Making sense of our changing world
In a new report published this week scientists from leading UK and Norwegian research institutions highlight the urgency to further investigate the least understood regions on Earth.
Reporting in the State of the Polar Oceans 2018 researchers explain how decades of multi-disciplinary studies have advanced scientific knowledge about climate warming, biodiversity and conservation of marine life in the Antarctic and the Arctic.
Professor Mike Meredith leads British Antarctic Survey’s (BAS) Polar Oceans team. He says,
“The polar oceans have long been amongst the least explored and least understood regions on Earth, yet they exert a profound influence over all of the planet. What happens in these oceans directly affect the lives of its inhabitants. Recent advances in measurement techniques and our ability to create computer simulations of ocean processes gives us new insight into how they are changing.

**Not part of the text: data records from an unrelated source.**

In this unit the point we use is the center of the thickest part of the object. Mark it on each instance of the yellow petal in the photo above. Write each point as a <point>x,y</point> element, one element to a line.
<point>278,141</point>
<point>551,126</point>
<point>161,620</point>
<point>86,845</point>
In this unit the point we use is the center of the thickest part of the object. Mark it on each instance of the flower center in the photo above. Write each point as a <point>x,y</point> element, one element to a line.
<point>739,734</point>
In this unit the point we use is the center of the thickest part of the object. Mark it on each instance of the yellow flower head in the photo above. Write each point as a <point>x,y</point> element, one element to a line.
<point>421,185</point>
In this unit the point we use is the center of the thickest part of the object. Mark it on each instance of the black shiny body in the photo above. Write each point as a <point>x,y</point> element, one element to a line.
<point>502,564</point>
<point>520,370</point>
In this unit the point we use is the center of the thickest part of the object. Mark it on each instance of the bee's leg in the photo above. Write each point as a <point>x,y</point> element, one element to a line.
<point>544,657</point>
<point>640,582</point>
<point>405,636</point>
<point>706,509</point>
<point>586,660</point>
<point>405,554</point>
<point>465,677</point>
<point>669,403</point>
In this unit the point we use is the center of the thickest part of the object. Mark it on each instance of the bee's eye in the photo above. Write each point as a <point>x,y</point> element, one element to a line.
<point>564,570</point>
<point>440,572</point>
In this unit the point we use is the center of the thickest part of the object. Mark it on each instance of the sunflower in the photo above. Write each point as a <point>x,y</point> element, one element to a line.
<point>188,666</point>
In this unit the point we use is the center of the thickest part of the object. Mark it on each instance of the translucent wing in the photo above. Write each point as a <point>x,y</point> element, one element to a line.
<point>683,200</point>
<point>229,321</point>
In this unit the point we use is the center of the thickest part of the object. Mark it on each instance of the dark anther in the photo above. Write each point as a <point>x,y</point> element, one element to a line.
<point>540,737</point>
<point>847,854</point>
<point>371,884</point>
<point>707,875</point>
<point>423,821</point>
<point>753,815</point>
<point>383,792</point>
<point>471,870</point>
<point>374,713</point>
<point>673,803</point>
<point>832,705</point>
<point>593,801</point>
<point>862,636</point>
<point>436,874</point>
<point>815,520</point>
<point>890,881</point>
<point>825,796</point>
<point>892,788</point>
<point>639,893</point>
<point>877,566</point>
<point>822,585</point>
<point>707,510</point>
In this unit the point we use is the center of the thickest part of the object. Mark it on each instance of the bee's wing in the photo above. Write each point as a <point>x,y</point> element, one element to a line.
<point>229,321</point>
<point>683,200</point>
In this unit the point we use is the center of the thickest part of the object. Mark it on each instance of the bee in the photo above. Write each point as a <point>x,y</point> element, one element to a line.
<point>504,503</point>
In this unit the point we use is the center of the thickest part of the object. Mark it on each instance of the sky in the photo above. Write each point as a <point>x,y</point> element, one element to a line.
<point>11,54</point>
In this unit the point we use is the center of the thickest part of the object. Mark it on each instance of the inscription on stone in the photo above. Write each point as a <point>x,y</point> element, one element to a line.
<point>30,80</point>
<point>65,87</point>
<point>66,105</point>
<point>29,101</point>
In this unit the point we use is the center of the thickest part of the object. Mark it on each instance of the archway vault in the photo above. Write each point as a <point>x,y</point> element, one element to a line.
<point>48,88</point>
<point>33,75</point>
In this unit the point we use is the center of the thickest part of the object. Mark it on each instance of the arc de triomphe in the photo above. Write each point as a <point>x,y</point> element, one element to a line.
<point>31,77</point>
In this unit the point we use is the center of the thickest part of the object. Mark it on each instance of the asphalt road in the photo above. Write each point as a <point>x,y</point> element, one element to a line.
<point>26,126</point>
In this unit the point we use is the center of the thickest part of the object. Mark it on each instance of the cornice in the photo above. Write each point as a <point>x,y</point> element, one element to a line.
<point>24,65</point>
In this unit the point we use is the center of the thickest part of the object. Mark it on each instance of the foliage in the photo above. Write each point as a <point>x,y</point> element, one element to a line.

“We are beginning to understand what those changes mean for climate, sea level, for the marine ecosystem as well as for humans and society. This report highlights the state-of-the-art science behind those changes and their implications, and stresses the need for ongoing sustained observations of these key regions of the Earth System”.
Scientists know that the polar oceans control global temperatures, and have absorbed more than 90% of all the extra heat trapped in the Earth system since the industrial revolution began.
These oceans are warming significantly. Summer temperatures in the Arctic Ocean now 2–3°C warmer than the 1982–2010 mean, with a corresponding reduction in summer sea ice extent of nearly 50% from the late 1970s to 2017.
In the Southern Ocean around Antarctica the picture is more variable. The greatest increase in temperature has been recorded in the shallowest 2,000m of the sea, but this does not apply to the southernmost part of the ocean, where ongoing upwelling of colder, deeper waters is helping to maintain a more constant surface temperature.
The polar oceans sustain millions of seabirds, whales and fish, from penguins in the south to polar bears in the north, as well as providing food for a hungry world
The international community is poised to take advantage of new state-of-the-art polar research platforms such as the RRS Sir David Attenborough and the Kronprins Haakon to continue to drive forward science that is critical for understanding the big questions about our global environment.